Из конфискованных у Новикова книг Прозоровский передал 1965 экземпляров в Заиконоспасский монастырь, где еще со времен Славяно-греко-латинской академии имелась богатейшая библиотека, 5194 — в Московский университет. А 18 656 «вредоносных» сочинений были преданы огню на Болотной площади в июне 1794 года. По неразберихе в костер полетели не только масонские тексты, но и, например, «Юлий Цезарь» Шекспира в переводе молодого H. М. Карамзина[1648]. Так любившая русские пословицы Екатерина могла бы сказать: «Лес рубят, щепки летят».
Сам Новиков был оставлен в Шлиссельбурге. Нет оснований утверждать, как это делалось в советской историографии, будто издатель пострадал за просветительскую, тем паче за благотворительную деятельность, якобы вызывавшую ревность у Екатерины[1649]. В вину ему ставилось именно «уловление известной особы», то есть наследника. Нельзя не заметить также, что еще до начала правительственных гонений Николай Иванович был подвергнут суровому остракизму внутри ордена, а в 1792 году фактически сыграл роль «козла отпущения» за остальных «братьев».

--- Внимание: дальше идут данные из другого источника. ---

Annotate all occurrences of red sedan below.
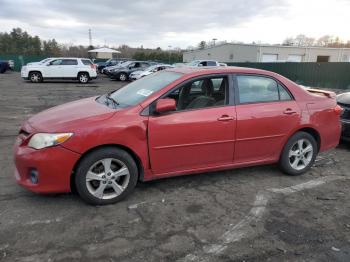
[14,67,341,204]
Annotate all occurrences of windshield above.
[110,71,182,107]
[119,61,133,67]
[187,60,199,66]
[145,65,159,72]
[39,58,51,64]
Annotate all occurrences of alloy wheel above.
[79,74,89,83]
[288,138,314,170]
[119,74,126,81]
[30,73,41,83]
[86,158,130,199]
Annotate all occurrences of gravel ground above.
[0,73,350,262]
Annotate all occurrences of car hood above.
[27,97,116,132]
[131,70,144,75]
[337,92,350,105]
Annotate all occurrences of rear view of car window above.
[111,71,182,107]
[278,84,292,101]
[81,59,92,65]
[61,59,78,65]
[237,75,293,104]
[237,76,279,103]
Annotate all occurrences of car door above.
[61,59,79,78]
[148,76,236,175]
[235,75,301,163]
[42,59,62,78]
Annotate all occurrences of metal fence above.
[0,54,46,71]
[0,54,350,89]
[227,63,350,89]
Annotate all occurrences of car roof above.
[167,66,276,76]
[54,57,90,60]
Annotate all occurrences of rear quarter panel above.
[306,97,341,152]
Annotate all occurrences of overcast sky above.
[0,0,350,48]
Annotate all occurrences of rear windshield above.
[111,71,182,107]
[81,59,92,65]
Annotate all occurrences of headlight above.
[28,133,73,149]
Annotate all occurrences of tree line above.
[0,28,182,63]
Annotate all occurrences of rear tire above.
[279,132,318,176]
[78,73,90,84]
[74,147,138,205]
[29,72,43,83]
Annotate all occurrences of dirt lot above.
[0,73,350,262]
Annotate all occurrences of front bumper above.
[14,142,80,193]
[21,70,28,80]
[340,119,350,140]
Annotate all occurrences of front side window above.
[50,59,62,65]
[237,76,292,104]
[81,59,92,65]
[110,71,183,107]
[166,76,228,111]
[61,59,78,65]
[207,61,216,66]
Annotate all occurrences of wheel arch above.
[77,71,90,78]
[28,70,43,77]
[281,126,321,154]
[70,144,144,192]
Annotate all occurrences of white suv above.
[21,57,97,84]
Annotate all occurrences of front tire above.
[75,147,138,205]
[119,73,128,81]
[78,73,90,84]
[279,132,318,176]
[29,72,43,83]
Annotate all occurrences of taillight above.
[334,105,343,115]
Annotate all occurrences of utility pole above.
[168,45,171,64]
[89,28,92,48]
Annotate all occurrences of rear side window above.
[237,76,292,104]
[207,61,216,66]
[61,59,78,65]
[81,59,92,65]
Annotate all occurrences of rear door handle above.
[218,115,233,121]
[283,108,297,115]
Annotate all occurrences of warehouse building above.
[183,43,350,63]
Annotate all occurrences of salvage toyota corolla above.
[14,67,341,204]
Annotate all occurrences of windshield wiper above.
[106,90,119,108]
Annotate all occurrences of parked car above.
[101,61,130,75]
[129,64,174,80]
[186,60,220,67]
[14,67,341,204]
[97,58,131,73]
[21,57,97,84]
[27,57,56,66]
[8,60,15,71]
[0,60,10,74]
[337,92,350,141]
[109,61,154,81]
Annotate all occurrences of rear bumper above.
[340,119,350,140]
[14,144,80,193]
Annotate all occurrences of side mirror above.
[156,98,176,114]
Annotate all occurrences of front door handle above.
[218,115,233,121]
[283,108,297,115]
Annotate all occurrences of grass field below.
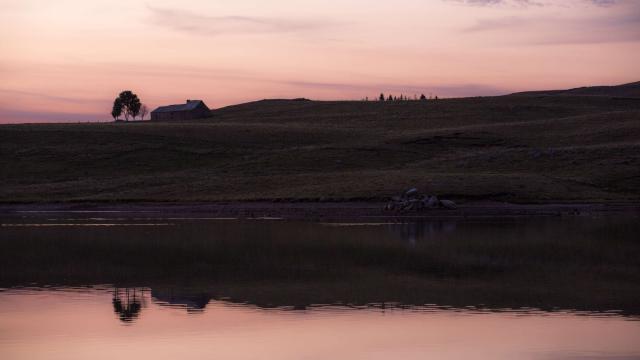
[0,94,640,203]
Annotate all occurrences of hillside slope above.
[0,96,640,202]
[512,81,640,99]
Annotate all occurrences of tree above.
[118,90,142,121]
[111,98,122,120]
[140,104,149,120]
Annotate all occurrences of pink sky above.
[0,0,640,123]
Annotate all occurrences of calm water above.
[0,214,640,360]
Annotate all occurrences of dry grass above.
[0,96,640,202]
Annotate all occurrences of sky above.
[0,0,640,123]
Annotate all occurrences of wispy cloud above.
[444,0,622,8]
[148,6,336,36]
[463,13,640,45]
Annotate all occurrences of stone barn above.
[151,100,211,121]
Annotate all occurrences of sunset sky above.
[0,0,640,123]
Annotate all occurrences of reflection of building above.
[151,289,211,312]
[112,288,144,323]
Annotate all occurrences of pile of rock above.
[385,188,458,212]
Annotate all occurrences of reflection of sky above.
[0,291,640,360]
[387,221,457,245]
[0,0,640,122]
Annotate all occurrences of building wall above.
[151,105,211,121]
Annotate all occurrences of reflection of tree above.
[112,288,144,323]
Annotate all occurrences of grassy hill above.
[512,81,640,99]
[0,93,640,202]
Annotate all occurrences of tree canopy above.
[111,90,142,121]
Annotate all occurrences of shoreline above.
[0,201,640,221]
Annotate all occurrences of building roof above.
[152,100,207,113]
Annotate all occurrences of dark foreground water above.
[0,214,640,360]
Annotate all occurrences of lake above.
[0,213,640,360]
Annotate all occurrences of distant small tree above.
[118,90,142,121]
[140,104,149,121]
[111,98,122,121]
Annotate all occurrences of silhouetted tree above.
[118,90,142,121]
[111,98,122,120]
[140,104,149,120]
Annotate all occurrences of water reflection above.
[112,288,144,323]
[387,221,458,246]
[0,287,640,360]
[151,288,212,313]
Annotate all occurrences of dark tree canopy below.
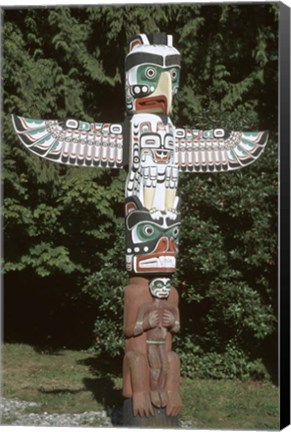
[2,3,278,378]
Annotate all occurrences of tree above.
[3,4,278,378]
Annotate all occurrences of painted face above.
[125,34,180,114]
[125,197,180,275]
[149,278,171,299]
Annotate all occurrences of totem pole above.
[13,33,268,425]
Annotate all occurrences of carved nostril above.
[170,238,177,252]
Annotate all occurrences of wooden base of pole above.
[123,399,179,429]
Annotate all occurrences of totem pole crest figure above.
[13,33,268,417]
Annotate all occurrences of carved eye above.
[145,67,157,79]
[172,227,180,238]
[171,69,178,81]
[143,225,154,237]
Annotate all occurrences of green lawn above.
[2,344,279,430]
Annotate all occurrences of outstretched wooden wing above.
[12,115,123,168]
[175,129,268,172]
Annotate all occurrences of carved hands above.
[162,309,180,332]
[166,390,182,416]
[134,311,160,336]
[132,392,154,416]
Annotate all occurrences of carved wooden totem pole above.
[13,33,268,425]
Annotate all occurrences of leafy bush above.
[3,3,278,378]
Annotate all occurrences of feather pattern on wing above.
[12,115,123,168]
[175,129,268,172]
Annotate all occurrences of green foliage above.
[2,3,278,378]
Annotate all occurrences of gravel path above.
[0,398,121,427]
[0,398,192,429]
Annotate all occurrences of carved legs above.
[123,352,153,416]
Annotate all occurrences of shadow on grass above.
[78,356,124,426]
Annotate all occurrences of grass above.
[2,344,279,430]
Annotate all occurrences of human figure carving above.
[12,29,268,416]
[134,278,180,407]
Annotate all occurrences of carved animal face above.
[149,278,171,299]
[125,33,180,115]
[125,197,180,275]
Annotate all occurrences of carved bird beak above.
[136,71,173,114]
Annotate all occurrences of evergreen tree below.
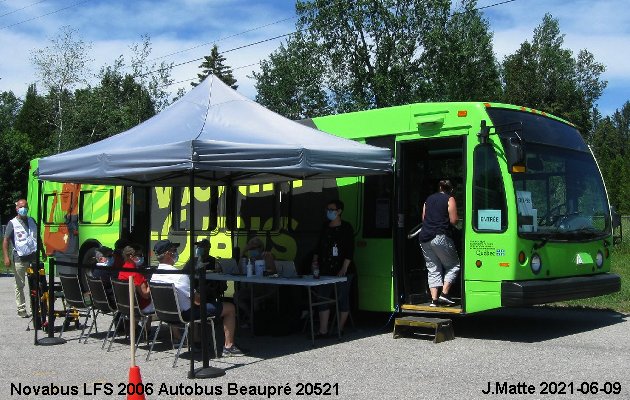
[190,44,238,90]
[253,32,330,120]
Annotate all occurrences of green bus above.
[29,102,620,314]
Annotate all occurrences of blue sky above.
[0,0,630,115]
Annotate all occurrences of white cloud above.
[0,0,630,114]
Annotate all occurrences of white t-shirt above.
[151,264,190,311]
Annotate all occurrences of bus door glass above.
[125,187,151,254]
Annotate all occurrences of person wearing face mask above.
[312,200,354,338]
[151,239,245,357]
[118,243,154,313]
[237,236,278,328]
[2,199,46,318]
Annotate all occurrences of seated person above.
[118,244,154,313]
[237,236,278,324]
[151,240,244,357]
[92,246,122,282]
[182,239,227,301]
[92,246,118,309]
[114,239,130,268]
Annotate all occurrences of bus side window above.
[472,143,507,232]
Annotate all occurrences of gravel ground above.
[0,276,630,399]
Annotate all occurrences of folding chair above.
[146,282,218,368]
[107,279,155,351]
[59,274,98,343]
[87,277,120,349]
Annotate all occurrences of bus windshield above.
[488,109,611,241]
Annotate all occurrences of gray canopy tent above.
[37,75,392,377]
[39,76,392,186]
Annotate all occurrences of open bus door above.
[394,136,466,310]
[120,186,151,260]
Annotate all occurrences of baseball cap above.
[195,239,210,248]
[153,239,179,255]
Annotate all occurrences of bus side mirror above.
[505,136,527,173]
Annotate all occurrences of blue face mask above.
[96,257,114,267]
[326,210,337,221]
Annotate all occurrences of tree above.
[592,102,630,214]
[0,128,35,215]
[131,35,173,114]
[31,26,91,152]
[190,44,238,90]
[421,1,501,101]
[72,62,156,146]
[14,84,55,158]
[502,14,606,137]
[0,91,21,133]
[252,32,330,120]
[285,0,500,112]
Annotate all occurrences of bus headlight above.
[595,251,604,268]
[529,253,542,275]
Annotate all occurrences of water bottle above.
[247,260,254,278]
[311,261,319,279]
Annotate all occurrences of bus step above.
[400,303,462,314]
[394,317,455,343]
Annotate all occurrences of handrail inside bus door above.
[407,222,422,239]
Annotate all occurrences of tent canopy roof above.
[38,75,392,186]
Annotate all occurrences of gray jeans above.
[420,235,460,288]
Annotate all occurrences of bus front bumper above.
[501,273,621,307]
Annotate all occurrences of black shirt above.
[418,192,451,243]
[316,221,354,275]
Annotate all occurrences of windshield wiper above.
[534,234,551,250]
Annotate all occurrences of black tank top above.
[418,192,451,243]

Обращает на себя внимание разница в наказаниях издателя и других московских адептов. Соратников Новикова — Трубецкого и Тургенева — выслали в собственные деревни под Москвой, а Лопухина даже оставили в городе из «снисхождения к его дряхлому отцу»[1650]. Из-под ареста он написал Екатерине такое трогательное письмо, что, по словам В. С. Попова, императрица плакала, читая его: «Государыня, я не злодей! Мать отечества! Я один из вернейших твоих подданных и сынов его… Никогда мысль одна против тебя не обращалась в душе моей… Буде существует какая на мне клевета, то я уверен, что все исчезнет от единого воззрения твоей прозорливости»[1651].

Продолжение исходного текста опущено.